Northeastern Section - 49th Annual Meeting (23–25 March)

Paper No. 4
Presentation Time: 1:30 PM-4:15 PM

MAPPING STRUCTURES WITHIN PENNSYLVANIAN ROCKS IN THE DUNKARD BASIN, SOUTHWESTERN, PENNSYLVANIA USING GIGAPAN IMAGES


GRAVES, Matthew1, CAMPBELL, Patricia1, STAPLETON, Michael1 and ANDERSON, Thomas H.2, (1)Geography, Geology and Environment, Slippery Rock University of Pennsylvania, Slippery Rock, PA 16057, (2)Geology and Planetary Science, University of Pittsburgh, Pittsburgh, PA 15260, mjg1862@sru.edu

Panoramic images of an outcrop that are produced with a GigaPan robotic camera mount and Canon EOS 60D camera may be used to enhance the quality of structural analysis. Lithic-quartz arenite, shale, and coal seams comprise the Casselman Formation of the Conemaugh Group that crops out along an eight hundred foot-long railroad cut in southwestern Pennsylvania. Tilted beds, an angular unconformity reactivated as a fault, listric normal faults, and small-scale folds are interpreted to record extension during sliding along multiple detachment faults. These structures are not typical of the general flat-lying rocks that comprise this region of the Appalachian Plateau.

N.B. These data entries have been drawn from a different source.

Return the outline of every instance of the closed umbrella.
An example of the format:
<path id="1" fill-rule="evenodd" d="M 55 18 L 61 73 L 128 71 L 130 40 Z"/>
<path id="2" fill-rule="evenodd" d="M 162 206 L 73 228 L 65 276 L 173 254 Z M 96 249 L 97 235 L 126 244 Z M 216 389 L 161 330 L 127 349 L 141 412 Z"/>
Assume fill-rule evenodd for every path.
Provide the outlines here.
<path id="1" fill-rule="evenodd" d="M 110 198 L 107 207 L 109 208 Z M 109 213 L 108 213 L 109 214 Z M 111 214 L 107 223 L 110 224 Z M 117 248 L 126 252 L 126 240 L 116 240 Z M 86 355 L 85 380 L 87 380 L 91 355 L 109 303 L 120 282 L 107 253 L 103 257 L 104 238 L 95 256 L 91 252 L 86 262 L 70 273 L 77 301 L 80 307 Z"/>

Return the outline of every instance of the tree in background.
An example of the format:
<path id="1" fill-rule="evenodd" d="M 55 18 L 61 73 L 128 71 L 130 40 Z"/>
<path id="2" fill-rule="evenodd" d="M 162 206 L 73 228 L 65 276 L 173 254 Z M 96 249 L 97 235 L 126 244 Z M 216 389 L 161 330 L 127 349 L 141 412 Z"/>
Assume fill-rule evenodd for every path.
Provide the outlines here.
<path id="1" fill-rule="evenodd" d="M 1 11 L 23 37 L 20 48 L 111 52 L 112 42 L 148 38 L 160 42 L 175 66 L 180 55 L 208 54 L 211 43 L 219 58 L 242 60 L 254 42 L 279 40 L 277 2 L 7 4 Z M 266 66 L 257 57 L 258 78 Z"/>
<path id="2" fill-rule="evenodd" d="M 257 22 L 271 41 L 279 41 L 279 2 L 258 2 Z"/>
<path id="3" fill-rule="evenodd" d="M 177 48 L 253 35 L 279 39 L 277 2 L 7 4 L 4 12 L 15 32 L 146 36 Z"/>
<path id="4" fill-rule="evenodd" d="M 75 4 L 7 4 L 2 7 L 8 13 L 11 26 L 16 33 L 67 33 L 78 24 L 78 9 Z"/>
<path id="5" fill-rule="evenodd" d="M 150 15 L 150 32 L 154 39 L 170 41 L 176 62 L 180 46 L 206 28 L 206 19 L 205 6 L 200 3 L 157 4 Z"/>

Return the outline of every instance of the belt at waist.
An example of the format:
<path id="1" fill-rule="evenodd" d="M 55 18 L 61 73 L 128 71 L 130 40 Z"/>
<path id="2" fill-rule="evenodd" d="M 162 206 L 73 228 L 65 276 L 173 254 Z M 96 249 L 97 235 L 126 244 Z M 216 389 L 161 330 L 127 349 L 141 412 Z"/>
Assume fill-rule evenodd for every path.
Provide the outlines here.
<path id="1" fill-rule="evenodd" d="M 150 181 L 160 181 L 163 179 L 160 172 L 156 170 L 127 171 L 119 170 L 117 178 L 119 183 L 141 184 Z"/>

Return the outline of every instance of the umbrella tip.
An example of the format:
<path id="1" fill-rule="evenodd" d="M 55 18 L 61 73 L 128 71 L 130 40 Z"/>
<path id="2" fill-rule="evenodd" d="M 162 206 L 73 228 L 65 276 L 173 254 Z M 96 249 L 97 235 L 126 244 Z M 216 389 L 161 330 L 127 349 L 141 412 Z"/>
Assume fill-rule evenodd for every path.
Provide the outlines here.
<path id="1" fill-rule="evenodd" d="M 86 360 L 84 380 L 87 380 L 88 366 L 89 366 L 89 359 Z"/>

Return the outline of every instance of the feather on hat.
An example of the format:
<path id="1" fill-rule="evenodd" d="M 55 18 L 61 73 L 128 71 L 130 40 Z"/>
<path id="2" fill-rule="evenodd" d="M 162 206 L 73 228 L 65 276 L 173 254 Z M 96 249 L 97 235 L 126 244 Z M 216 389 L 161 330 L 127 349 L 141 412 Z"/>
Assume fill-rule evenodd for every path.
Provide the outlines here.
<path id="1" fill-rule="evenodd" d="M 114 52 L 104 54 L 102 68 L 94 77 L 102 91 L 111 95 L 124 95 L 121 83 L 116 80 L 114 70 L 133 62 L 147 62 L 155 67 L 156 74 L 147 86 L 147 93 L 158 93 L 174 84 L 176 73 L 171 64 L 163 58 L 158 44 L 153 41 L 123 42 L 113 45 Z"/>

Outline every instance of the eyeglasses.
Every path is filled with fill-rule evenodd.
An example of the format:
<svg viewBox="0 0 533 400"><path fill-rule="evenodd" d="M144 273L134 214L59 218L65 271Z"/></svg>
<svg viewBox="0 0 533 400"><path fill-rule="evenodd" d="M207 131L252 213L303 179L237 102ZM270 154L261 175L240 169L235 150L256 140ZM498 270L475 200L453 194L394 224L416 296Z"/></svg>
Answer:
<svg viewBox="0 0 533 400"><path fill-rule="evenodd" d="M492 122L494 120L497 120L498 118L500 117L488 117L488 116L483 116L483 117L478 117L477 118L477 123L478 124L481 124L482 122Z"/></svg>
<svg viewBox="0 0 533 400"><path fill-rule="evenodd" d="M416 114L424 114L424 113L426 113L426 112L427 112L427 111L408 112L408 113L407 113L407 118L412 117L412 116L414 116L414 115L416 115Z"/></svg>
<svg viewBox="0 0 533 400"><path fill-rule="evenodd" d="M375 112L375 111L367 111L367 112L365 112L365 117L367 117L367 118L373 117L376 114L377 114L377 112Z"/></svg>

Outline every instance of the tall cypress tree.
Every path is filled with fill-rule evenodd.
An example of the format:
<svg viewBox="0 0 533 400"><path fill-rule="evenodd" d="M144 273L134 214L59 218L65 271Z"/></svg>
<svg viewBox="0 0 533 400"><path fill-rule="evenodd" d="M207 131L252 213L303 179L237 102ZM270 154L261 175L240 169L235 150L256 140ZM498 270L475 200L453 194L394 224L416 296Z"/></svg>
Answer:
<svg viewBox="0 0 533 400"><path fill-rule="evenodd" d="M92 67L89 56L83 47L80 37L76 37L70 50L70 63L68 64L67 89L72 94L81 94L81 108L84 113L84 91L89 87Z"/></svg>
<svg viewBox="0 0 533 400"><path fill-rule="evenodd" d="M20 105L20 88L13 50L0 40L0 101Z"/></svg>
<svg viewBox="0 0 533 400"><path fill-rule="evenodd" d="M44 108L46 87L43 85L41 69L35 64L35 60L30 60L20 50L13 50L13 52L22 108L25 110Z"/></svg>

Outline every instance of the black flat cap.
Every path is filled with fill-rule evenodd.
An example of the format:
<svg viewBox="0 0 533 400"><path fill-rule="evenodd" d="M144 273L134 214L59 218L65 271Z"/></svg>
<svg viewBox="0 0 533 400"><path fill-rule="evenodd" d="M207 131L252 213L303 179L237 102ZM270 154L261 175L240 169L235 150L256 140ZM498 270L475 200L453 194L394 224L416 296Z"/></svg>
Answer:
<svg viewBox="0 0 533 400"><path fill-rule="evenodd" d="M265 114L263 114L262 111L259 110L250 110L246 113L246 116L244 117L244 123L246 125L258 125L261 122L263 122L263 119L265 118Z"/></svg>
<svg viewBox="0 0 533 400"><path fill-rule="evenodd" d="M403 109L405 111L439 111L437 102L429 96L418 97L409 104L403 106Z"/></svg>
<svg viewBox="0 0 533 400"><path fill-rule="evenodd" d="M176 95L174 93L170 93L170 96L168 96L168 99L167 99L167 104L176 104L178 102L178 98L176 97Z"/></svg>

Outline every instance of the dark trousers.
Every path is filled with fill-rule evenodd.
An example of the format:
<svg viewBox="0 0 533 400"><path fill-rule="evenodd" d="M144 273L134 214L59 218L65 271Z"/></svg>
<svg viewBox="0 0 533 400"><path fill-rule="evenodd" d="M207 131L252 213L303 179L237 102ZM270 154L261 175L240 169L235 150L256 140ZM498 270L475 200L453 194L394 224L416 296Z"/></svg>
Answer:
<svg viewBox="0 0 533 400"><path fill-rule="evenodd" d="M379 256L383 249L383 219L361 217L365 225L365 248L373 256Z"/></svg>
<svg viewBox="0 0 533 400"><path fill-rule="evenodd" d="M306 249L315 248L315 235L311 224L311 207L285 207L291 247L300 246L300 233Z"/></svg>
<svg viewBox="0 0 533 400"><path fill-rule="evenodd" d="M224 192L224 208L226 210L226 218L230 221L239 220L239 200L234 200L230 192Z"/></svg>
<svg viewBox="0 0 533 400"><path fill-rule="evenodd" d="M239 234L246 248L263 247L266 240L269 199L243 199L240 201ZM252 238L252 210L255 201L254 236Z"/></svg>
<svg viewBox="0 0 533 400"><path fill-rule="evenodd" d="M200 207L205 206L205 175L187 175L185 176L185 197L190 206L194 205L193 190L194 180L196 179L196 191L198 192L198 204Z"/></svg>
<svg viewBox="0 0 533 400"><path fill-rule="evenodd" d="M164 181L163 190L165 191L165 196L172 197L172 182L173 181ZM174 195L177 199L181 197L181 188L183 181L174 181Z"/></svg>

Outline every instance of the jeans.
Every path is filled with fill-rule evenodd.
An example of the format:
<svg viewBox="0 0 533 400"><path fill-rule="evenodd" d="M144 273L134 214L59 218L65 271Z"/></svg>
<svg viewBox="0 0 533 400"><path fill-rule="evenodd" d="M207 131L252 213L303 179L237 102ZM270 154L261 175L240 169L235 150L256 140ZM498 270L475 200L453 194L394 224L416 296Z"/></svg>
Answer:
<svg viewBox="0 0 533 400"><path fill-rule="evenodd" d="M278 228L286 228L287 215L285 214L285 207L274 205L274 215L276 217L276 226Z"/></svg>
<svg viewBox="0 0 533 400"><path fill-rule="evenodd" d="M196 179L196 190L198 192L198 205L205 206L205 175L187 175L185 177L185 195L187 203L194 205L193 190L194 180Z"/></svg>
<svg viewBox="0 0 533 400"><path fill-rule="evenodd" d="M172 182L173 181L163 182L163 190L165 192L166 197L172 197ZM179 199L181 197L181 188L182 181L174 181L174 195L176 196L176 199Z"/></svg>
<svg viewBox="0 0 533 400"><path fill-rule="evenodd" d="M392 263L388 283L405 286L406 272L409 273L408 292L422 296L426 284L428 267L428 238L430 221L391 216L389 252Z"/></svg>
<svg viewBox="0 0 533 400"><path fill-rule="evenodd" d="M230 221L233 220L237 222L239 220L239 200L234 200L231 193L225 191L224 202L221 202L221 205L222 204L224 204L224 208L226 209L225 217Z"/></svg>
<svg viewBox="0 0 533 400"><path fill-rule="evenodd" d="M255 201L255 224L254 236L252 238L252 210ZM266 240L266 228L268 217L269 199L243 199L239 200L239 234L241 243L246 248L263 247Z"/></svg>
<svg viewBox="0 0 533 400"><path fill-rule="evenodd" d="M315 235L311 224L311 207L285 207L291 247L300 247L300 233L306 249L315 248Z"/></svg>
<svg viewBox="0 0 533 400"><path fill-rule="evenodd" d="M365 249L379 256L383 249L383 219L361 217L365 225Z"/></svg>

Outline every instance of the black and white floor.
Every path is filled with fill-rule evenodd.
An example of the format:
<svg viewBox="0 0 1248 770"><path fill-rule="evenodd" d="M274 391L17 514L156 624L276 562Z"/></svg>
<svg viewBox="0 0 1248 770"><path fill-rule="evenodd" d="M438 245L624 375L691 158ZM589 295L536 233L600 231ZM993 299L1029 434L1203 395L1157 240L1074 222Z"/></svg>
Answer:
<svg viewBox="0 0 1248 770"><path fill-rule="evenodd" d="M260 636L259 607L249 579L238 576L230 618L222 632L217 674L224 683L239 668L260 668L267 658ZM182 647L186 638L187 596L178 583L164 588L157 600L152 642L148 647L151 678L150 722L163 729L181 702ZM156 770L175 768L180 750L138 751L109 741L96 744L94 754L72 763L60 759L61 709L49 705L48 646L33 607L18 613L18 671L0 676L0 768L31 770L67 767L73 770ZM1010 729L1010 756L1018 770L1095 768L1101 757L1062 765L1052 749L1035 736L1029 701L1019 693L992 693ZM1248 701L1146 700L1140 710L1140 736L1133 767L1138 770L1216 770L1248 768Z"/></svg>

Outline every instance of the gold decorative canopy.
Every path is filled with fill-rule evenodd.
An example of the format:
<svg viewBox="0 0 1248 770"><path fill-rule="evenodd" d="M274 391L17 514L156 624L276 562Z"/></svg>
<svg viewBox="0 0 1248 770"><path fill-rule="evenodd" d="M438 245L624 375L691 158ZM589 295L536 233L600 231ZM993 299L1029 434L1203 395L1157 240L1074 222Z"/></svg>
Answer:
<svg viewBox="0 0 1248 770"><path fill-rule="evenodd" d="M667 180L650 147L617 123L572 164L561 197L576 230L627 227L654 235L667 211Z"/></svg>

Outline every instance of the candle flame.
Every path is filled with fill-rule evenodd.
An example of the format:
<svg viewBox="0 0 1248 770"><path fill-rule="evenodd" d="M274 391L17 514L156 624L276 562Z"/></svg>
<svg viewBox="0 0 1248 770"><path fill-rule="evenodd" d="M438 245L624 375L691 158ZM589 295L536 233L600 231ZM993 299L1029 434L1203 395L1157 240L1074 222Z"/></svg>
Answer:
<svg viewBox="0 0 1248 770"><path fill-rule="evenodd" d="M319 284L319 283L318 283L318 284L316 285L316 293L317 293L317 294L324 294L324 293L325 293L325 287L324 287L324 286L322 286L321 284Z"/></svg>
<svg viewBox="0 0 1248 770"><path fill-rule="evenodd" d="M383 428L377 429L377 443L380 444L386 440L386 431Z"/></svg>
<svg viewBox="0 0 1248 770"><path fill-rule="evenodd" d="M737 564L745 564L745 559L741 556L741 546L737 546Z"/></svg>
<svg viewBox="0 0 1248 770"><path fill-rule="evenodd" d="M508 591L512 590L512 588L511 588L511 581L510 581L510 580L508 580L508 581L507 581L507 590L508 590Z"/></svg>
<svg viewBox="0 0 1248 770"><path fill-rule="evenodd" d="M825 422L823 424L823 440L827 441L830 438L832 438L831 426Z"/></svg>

The angular unconformity separates a footwall of tilted blocks of alternating shale and medium- to fine-grained, iron-stained lithic-quartz arenite from overlying subhorizontal, cross-stratified quartz arenite. The basal unit above the unconformity that varies from tens of centimeters to about one meter comprises fractured siltstone and fine-sandstone, disrupted coal beds and rounded cobbles. The deformation recorded within this unit suggests reactivation of the erosional surface during detachment of the overlying sandstone. Above the unconformity, clastic dikes cut thin, discontinuous coal seams, recording the injection of fluid-rich sandstone. Conjugate shear fractures, many more than three meters long, that cut the sandstone, record brittle deformation of semi-lithified beds. A late north-dipping listric normal fault that records about one meter of displacement cuts both the angular unconformity and overlying quartz arenite. The normal faults and detachments record transport into the Appalachian Basin penecontemporaneous with accumulation of the Casselman Formation. Detachment of lithified beds was followed by sand flows and injections and continued extension as beds became semi-lithified. The panoramic images are highly resolved and allow magnification of even the smallest elements. The narrowness of the railroad cut prevents demonstration of the system’s landscape-scale functionality, but allow for well-developed images that resolve hand sample-sized structures as well as those on the outcrop-scale.